GDEX - Outlook Still Cloudy; Maintain SELL

Date: 
2023-05-30
Firm: 
RHB-OSK
Stock: 
Price Target: 
0.14
Price Call: 
SELL
Last Price: 
0.17
Upside/Downside: 
-0.03 (17.65%)
  • Keep SELL and MYR0.14 TP, 18% downside, c.1% yield. GDEX’s 1Q23 results met expectations, with another loss-making quarter due to slow business activities and high opex. We believe the challenges within the last- mile delivery space will persist, with margins to remain under pressure due to the ongoing price war, and softer demand owing to the resumption of physical retail businesses.
  • Widening losses. Despite a 7.2% YoY revenue growth to MYR98.5m, GDEX’s 1Q23 core net loss widened to MYR6.8m from MYR1.7m in 1Q22 – within expectations at 28% of our full-year estimates. The courier services segment’s revenue grew moderately by 1.7% YoY MYR 83.8m, lifted by B2B and C2C business activities, while LBT widened to MYR5.0m from a loss of MYR3.2m in 1Q22, due to higher minimum wages and IT maintenance costs. The logistics segment continued to underperform, mainly due to weaker logistics and warehousing activities, and higher warehouse maintenance and opex costs. QoQ, we note that the IT segment recorded a MYR0.3m loss, from 4Q22’s MYR1.1m PBT, due to a decrease in software customisation and distribution, and higher operating costs incurred.
  • Courier landscape still challenging. The rise of e-commerce in recent years has strengthened the positioning of online marketplace players, which in turn, has eroded the pricing power and profitability of courier players. The introduction of “masking” – where sellers using online marketplaces are unable to select their preferred courier service provider, and parcels are mostly assigned to in-house logistics providers – has led to an environment of intense competition. While the Government has expressed its commitment to address issues relating to operating costs and competition – in order to meet its growth target for the e-commerce industry (30 packages/capita by 2025) – we have yet to see any impactful measures or initiatives.
  • Valuation.
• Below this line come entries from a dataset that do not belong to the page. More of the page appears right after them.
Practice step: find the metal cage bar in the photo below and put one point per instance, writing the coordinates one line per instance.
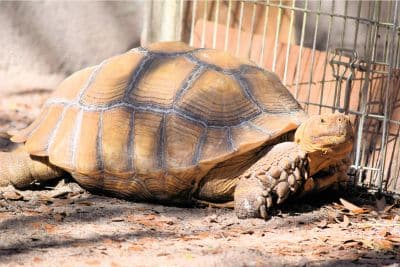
(343, 56)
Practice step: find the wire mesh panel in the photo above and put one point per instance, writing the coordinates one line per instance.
(334, 56)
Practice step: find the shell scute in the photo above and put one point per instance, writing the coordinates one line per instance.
(88, 158)
(156, 86)
(162, 116)
(40, 138)
(61, 151)
(217, 99)
(111, 79)
(116, 142)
Post results, we make no changes to our earnings forecasts and valuation. Our DCF-derived TP remains at MYR0.14, after incorporating a 4% ESG premium based on its ESG score of 3.2 (above the country median). We think GDEX’s current valuation is rich, trading at 31.1x FY23 EV/EBITDA – much higher than its historical and peer valuation.
  • Key upside risks: Stricter policies and regulations such as minimum pricing per parcel, a spike in parcel delivery demand and ASPs, and lower-than- expected operating costs.
  • ESG framework update. As there is now greater focus on the E pillar due to critical climate change issues, we have tweaked our ESG weightage. We assign a weightage of 50% to the E pillar, followed by 25% each to the S and G pillars. See our 2 May thematic research note Envisioning a Better Future.